Les jeunes diplômés préfèrent d’abord devenir experts avant de manager

Devenir manager ne fait plus rêver comme avant. Pour autant, les jeunes diplômés ne rejettent pas les responsabilités – mais ils préfèrent d’abord se forger une solide expertise métier. C’est ce que révèle l’étude 2026 du G16 Careers, menée auprès de plus de 2 100 diplômés de grandes écoles ayant moins de six ans d’expérience.

L’expertise avant le management

Quand on les interroge sur leurs priorités de carrière, près d’un jeune diplômé sur deux (46 %) place en tête le développement d’une expertise. À l’opposé, seuls 20 % aspirent d’abord à prendre la tête d’une équipe. Entre les deux, 34 % se voient plutôt animer des projets ou des réseaux, sans pour autant encadrer d’équipe.

Et cette évolution n’a rien d’un détail. En deux ans, l’envie de devenir expert a nettement progressé, pendant que l’attrait pour les fonctions managériales reculait. Le message sous-jacent est clair : pour ces jeunes diplômés, on ne devient pas manager en changeant simplement de poste, mais parce qu’on maîtrise véritablement son métier.

Le management, ça se prépare !

Un autre résultat de l’étude confirme cette logique.

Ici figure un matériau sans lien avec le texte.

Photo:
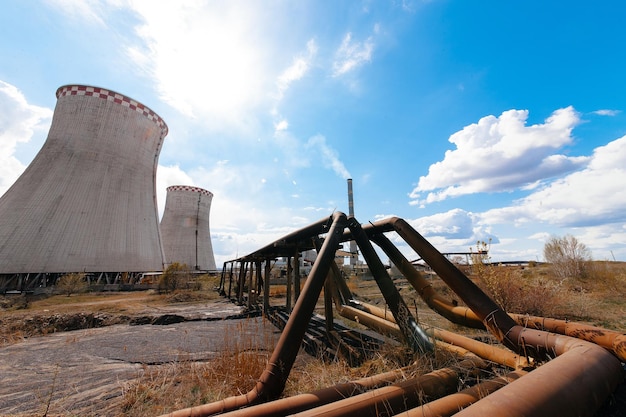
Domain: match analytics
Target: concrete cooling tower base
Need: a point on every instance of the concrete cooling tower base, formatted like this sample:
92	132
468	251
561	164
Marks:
87	202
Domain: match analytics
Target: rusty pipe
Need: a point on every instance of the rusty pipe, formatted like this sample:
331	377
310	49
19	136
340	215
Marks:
453	403
456	314
272	381
412	333
608	339
494	318
397	397
594	369
484	350
576	383
301	402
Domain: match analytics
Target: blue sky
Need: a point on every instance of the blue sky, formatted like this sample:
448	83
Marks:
492	121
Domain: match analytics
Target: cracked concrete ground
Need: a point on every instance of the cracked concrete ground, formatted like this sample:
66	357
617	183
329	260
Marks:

Trois répondants sur quatre jugent nécessaire de suivre une formation au management avant d’accepter d’encadrer une équipe. Pour près d’un tiers d’entre eux, elle est même jugée indispensable.

Le message est sans ambiguïté : les responsabilités managériales gardent leur attrait, mais elles ne sont plus perçues comme une étape à franchir au plus vite. Elles se préparent.

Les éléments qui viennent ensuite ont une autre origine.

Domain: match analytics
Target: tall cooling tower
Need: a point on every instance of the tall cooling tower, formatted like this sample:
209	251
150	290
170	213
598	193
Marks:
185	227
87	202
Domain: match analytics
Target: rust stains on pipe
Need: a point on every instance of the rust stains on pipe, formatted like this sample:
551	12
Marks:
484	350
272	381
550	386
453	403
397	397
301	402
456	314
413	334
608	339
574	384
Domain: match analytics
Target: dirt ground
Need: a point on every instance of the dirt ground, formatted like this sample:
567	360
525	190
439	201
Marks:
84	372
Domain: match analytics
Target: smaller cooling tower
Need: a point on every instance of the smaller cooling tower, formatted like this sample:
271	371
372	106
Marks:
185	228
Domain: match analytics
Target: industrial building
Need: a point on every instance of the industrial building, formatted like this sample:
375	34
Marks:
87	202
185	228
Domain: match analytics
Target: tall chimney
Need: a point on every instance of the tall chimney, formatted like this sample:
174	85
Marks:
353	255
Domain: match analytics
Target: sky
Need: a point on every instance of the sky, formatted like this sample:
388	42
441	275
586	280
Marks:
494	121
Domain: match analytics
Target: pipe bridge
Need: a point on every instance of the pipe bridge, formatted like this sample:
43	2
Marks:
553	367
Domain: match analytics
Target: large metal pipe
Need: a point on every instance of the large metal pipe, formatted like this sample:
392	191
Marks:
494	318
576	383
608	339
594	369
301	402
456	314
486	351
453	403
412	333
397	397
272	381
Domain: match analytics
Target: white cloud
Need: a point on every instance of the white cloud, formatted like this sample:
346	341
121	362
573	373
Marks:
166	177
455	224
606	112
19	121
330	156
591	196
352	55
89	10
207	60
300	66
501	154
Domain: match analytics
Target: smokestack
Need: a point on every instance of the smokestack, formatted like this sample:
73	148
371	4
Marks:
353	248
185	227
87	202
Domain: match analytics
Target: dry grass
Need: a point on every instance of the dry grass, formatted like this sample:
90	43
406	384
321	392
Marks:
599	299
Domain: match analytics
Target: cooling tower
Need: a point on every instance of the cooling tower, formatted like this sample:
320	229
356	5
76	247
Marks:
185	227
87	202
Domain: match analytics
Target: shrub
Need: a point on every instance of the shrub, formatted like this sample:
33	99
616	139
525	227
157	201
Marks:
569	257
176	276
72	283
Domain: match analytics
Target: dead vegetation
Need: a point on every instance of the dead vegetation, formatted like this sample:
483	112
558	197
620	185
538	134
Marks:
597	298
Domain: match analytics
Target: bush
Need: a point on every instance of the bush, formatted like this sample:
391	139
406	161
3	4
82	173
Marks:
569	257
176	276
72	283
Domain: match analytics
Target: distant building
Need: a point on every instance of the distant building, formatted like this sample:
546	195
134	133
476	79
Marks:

Apprendre reste la priorité numéro un

Cette quête d’expertise transparaît aussi dans les attentes des jeunes diplômés vis-à-vis de leur premier emploi. Ce qu’ils veulent avant tout, c’est continuer à apprendre : développer ses compétences arrive en tête de leurs aspirations professionnelles, devant l’envie de contribuer à la société ou celle de toucher une rémunération élevée.

Sur ce point, leurs débuts dans la vie active répondent plutôt bien à leurs attentes. Plus de huit diplômés sur dix estiment que leur emploi actuel leur permet de progresser. Ils comptent aussi beaucoup sur leurs collègues plus expérimentés – pour acquérir des savoir-faire techniques, bien sûr, mais aussi pour bénéficier de leurs retours d’expérience et mieux saisir les codes de l’entreprise.

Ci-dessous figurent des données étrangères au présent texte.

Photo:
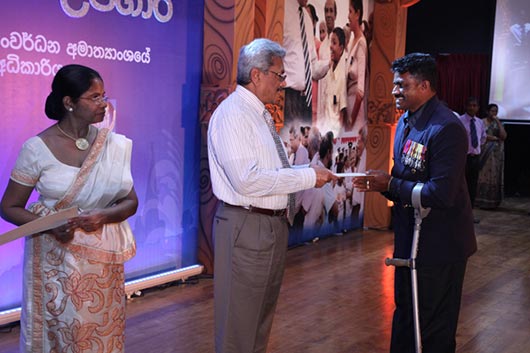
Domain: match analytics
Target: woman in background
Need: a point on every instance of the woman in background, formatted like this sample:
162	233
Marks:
356	70
73	287
491	177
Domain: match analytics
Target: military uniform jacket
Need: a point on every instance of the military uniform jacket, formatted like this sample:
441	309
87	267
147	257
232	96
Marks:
433	153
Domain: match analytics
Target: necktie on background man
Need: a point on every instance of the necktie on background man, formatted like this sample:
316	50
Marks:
473	133
307	68
283	158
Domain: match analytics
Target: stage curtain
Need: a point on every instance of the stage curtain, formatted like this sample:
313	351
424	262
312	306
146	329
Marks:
461	76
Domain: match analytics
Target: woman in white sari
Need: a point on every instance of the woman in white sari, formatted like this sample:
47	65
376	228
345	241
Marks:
74	299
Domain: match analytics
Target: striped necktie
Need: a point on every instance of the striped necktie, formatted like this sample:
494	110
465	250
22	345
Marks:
283	158
307	68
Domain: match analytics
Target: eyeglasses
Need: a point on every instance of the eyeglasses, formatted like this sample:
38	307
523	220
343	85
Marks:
280	76
97	99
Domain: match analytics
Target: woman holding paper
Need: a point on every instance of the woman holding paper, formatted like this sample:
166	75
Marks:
74	296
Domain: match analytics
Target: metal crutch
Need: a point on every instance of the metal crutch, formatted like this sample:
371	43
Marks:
419	214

Un signal à ne pas ignorer pour les recruteurs

Ces résultats invitent les entreprises à revoir leur discours sur les perspectives de carrière. Les jeunes diplômés ne cherchent pas uniquement une progression rapide vers des postes d’encadrement. Ils veulent d’abord exercer leur métier, progresser, apprendre et gagner en légitimité.

Pour les recruteurs, l’enjeu est donc de mieux valoriser les parcours d’expertise, la formation continue, le tutorat ou encore la transmission des savoirs – autant de leviers qui répondent directement aux attentes de cette nouvelle génération.